On peut évidemment comprendre l’attachement de millions de gens à
« leur » club, qui reste parfois le seul ancrage visible pour leur
identité collective mise à mal : quand le capital broie les hommes, les
langues nationales, les pays, la mémoire des luttes, la conscience de
classe – souvent avec la complicité honteuse d’organisations qui sont
censées les promouvoir ! – faut-il s’étonner que certains concitoyens en
arrivent à ne plus se vivre en « nous » qu’à travers le « maillot »
d’un club professionnel… Alors même que ni les joueurs, ni l’entraîneur
(pardon : le « coach »), ni les capitaux ne sont du crû et qu’en
conséquence, investir ledit club d’une fonction de porte-drapeau
identitaire et « local » est une pure fiction.

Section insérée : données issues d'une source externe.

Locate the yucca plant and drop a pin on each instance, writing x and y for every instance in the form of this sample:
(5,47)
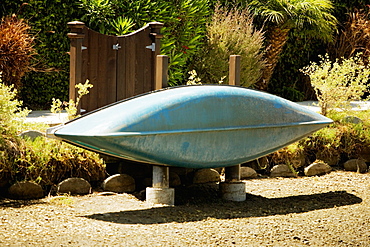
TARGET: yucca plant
(279,17)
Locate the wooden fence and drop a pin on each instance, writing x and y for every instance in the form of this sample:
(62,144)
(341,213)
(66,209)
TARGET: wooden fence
(118,67)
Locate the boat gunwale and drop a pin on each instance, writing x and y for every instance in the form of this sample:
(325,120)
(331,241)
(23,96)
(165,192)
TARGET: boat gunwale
(162,90)
(180,131)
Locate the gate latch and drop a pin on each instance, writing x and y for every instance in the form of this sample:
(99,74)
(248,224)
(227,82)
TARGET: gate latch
(151,47)
(116,46)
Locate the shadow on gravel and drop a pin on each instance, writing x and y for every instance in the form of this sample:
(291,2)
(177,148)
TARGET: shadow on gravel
(201,208)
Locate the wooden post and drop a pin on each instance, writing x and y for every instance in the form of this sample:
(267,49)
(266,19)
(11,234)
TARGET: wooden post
(156,35)
(233,189)
(161,72)
(234,70)
(76,37)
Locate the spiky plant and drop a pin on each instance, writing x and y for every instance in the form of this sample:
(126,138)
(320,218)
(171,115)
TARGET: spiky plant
(312,17)
(16,49)
(354,37)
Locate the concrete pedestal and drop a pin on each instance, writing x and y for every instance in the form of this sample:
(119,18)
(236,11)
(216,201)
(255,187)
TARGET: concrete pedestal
(164,196)
(160,193)
(233,191)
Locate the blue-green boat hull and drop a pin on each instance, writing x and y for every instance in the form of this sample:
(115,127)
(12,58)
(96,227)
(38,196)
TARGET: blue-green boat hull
(194,126)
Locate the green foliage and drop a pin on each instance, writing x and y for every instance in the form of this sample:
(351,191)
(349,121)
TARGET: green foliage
(231,32)
(12,114)
(48,20)
(71,106)
(311,16)
(184,25)
(337,83)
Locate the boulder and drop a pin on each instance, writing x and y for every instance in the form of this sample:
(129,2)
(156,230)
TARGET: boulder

Qu’est-ce au final que le
PSG a de « parisien », l’OL de « lyonnais », l’OM de « marseillais »,
si ce n’est – et encore ? – leurs tiroirs-caisses respectifs ? Ainsi va
l’ « identité » par gros temps néolibéral…

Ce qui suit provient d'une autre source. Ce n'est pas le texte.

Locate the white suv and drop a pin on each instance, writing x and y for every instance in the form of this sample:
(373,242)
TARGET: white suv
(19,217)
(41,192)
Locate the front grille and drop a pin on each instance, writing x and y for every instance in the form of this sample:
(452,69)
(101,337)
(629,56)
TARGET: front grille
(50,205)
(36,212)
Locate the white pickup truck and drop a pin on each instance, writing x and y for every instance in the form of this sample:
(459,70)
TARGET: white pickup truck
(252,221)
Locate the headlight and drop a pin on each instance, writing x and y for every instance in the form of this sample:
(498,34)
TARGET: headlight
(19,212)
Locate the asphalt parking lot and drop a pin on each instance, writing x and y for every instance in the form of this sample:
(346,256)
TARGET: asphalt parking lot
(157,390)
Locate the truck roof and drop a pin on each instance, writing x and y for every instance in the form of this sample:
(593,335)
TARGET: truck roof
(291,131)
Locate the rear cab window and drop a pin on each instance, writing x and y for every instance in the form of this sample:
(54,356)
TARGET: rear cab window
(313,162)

Mais ce n’est pas ces millions de supporteurs, au comportement la
plupart du temps très « bon enfant », qu’il faut accabler de mépris
alors que, avouons-le, bien des intellectuels qui méprisent le foot, ont
leur armoire « identitaire » pleine d’idoles (européistes, bellicistes,
anticommunistes, antimarxistes, technomaniaques…) qui sont souvent bien
plus dangereuses pour la paix et pour la planète !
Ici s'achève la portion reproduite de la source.